One of the most difficult parts of having an anxiety disorder is never knowing when it’ll show up. It strikes when you’re at work, in the car, even in your own home. For me, though, there are a few signs someone’s anxiety is about to take over. Sometimes they’re obvious; sometimes they’re more subtle. But if I pay attention to them, I can prevent a full-blown meltdown or manage my symptoms before it reaches that point. Here are eight signs that my anxiety is about to take over:
If they’re zoning out, it can mean a few things. They could be looking around the room and not paying attention to what’s going on. They might not respond to your questions or speak up if they have something to say (and are afraid of how others will react). If someone is zoning out at work or school, for example, this may be due to anxiety about their performance. If your friend or family member starts zoning out more often than usual, ask them if anything is wrong and see if you can help them feel better. If they say nothing’s wrong but continue to zone out regularly in different situations without any clear cause (like wearing bright colors), it may be time for you both to talk with a professional therapist
If you find your partner snapping at small things, this is a sign that their anxiety may be about to take over. They are trying to control the situation and their emotions by trying to control you, which is why they’re snapping at small things. This is also a sign that their anxiety has reached a point where it’s starting to affect them physically (you know, like with their mood).
For those who are close to a person with anxiety, it can be hard to separate your own feelings from theirs. This is especially true if you have an anxious personality yourself. If a loved one has always been patient, but suddenly becomes easily frustrated or annoyed by almost everything, it could be that their anxiety is about to take over. They get frustrated and annoyed easily. They want everything done now. They might be more irritable than usual.
If someone is struggling to make eye contact, it can mean that they are feeling uncomfortable in a situation or that they’re struggling with something internally. When someone isn’t looking you in the eyes, it’s typically because they don’t feel safe or comfortable around you. This can be an indicator of an underlying anxiety issue or another underlying problem that needs to be addressed. Not making eye contact may also indicate that the person feels awkward about something you said or did, so try not to take it personally when this happens.

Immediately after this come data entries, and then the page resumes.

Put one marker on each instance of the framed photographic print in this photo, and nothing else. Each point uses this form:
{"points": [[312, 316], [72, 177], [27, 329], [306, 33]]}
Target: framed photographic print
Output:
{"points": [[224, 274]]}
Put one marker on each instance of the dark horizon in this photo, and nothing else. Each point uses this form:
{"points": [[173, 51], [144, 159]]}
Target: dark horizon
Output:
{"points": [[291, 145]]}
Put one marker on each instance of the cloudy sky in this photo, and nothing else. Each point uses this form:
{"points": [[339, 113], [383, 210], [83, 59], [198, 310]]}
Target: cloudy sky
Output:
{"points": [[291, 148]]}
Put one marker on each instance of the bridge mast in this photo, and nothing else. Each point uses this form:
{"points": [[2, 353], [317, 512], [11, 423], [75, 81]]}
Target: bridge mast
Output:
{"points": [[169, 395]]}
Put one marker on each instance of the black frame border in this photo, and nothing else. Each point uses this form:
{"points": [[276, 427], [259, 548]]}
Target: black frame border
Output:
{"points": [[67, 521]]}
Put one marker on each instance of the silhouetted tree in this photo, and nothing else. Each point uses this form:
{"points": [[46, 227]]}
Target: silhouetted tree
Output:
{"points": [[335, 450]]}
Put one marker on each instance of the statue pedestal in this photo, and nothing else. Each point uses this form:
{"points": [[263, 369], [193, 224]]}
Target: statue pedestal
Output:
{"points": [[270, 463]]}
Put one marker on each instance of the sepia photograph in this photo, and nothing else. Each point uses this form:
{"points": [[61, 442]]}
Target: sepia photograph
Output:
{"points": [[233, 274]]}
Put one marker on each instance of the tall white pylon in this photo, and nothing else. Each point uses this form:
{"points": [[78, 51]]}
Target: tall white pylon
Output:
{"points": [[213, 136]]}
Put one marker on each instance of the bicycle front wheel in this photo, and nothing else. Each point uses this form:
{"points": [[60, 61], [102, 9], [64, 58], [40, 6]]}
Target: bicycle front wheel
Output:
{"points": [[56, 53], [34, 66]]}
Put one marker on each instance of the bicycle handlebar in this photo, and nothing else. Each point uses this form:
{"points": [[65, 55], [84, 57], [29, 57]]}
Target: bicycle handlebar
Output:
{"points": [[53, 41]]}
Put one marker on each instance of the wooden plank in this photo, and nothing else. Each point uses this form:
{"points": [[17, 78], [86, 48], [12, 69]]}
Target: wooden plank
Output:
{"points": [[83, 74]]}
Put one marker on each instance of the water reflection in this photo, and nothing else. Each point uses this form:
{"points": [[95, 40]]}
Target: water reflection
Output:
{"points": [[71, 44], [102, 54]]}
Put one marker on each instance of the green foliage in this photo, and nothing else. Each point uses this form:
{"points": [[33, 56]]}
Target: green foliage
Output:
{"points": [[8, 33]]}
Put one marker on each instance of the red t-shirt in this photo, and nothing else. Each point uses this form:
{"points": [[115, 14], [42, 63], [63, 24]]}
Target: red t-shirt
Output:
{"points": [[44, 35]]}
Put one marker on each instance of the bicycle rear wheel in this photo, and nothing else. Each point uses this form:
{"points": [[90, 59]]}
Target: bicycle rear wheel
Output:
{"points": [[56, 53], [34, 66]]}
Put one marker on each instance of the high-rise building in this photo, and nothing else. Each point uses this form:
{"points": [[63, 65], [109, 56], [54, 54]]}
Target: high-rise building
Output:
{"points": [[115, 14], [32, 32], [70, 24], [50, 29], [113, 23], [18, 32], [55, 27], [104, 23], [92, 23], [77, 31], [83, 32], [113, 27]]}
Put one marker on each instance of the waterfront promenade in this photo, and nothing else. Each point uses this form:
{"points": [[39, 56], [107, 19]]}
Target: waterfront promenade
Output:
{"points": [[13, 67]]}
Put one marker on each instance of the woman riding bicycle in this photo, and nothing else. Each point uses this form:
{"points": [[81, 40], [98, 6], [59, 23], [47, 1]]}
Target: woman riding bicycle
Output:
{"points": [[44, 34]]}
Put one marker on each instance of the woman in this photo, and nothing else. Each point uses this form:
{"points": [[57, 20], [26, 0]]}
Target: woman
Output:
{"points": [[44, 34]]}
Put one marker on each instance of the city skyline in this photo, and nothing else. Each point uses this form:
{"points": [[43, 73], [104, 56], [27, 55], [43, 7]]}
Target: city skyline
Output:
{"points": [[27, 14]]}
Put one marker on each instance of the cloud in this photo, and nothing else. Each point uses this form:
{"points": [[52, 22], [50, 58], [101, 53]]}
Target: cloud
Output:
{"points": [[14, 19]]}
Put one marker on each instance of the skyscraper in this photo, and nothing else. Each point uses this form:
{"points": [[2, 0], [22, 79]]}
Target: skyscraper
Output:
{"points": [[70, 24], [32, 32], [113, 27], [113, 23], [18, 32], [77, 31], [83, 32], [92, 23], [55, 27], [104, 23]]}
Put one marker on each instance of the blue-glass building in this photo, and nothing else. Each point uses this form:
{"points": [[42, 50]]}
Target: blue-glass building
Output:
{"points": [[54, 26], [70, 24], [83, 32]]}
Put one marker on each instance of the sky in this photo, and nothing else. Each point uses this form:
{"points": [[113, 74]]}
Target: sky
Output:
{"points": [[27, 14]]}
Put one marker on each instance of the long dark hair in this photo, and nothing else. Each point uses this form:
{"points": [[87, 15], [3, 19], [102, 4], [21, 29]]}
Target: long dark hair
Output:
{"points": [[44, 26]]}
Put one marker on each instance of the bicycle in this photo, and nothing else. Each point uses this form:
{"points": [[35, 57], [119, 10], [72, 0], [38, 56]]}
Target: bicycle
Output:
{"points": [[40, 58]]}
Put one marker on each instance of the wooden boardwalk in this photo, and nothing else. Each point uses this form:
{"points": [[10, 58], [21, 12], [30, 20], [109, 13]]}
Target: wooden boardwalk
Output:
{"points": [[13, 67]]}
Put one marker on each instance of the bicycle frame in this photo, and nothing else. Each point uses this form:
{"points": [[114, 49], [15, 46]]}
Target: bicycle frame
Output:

If your partner is suddenly asking for reassurance, it’s probably because they’re feeling anxious. They might be insecure about something and want to make sure they aren’t going crazy. Or they might be worried that their feelings are irrational, so they need someone else to tell them they aren’t. If you notice someone in your life asking for more reassurance than usual, ask if there’s anything going on that might be making them feel this way—no matter how small or silly it seems to you. And don’t forget: It’s not just people with anxiety who have moments when their perceptions of reality don’t match up with what is actually happening around them!
A person who’s struggling to sit still is experiencing a common symptom of anxiety. They might be fidgeting, unable to keep still and constantly moving around the room.
If you’re struggling with anxiety and trying to figure out how to help, this could be a sign that your loved one is struggling with their own anxiety. The reason why they avoid making plans about the future is because it’s easier for them to stay in the present than think about what might happen next. They don’t want to think about the possibility of failure or disappointment or rejection, so they’re doing whatever they can do avoid it. One way you can help: Remind them that no one knows what will happen next, but if they make plans now and then follow through on those plans, then at least they’ll have tried. If nothing else comes out of those efforts (like failing), then at least there was an attempt made! Plus, being able to try will give them a sense of control over their lives—something many people suffering from anxiety lack entirely when faced with uncertainty.
They want to leave an event early. If you see someone looking at their watch or yawning while they’re at the party, it could be a sign that they are anxious and want to leave. If this happens after only an hour or two of being there, even though you’ve been having fun, it’s a good idea to take them seriously when they say they need to go.
You can pick up on anxiety in someone before it takes over. Anxiety is a response to stress, and it’s a normal one. However, when your friend or family member repeatedly encounters stressful situations and becomes overwhelmed by them (even if they’re not big issues), they might be showing signs of generalized anxiety disorder (GAD). GAD is different than regular old worry; it involves an ongoing state of tension and unease that can last for weeks or months at a time, with symptoms such as muscle tension, irritability and trouble sleeping. If you notice any of the following patterns in your loved ones — especially if they seem to be getting worse over time — reach out! It could be nothing serious, but it could also be something more serious like GAD affecting their lives negatively.
Anxiety is a real struggle for many people, and these signs will help you know what’s going on with the person you care about. If you recognize any of these signs in someone near you who struggles with anxiety, it might be time for them to step away from the situation and focus on themselves. But most importantly, don’t be afraid to reach out to that person and let them know that they’re not alone in how they’re feeling. A simple text message or comment can go a long way in lifting someone up who’s struggling with anxiety!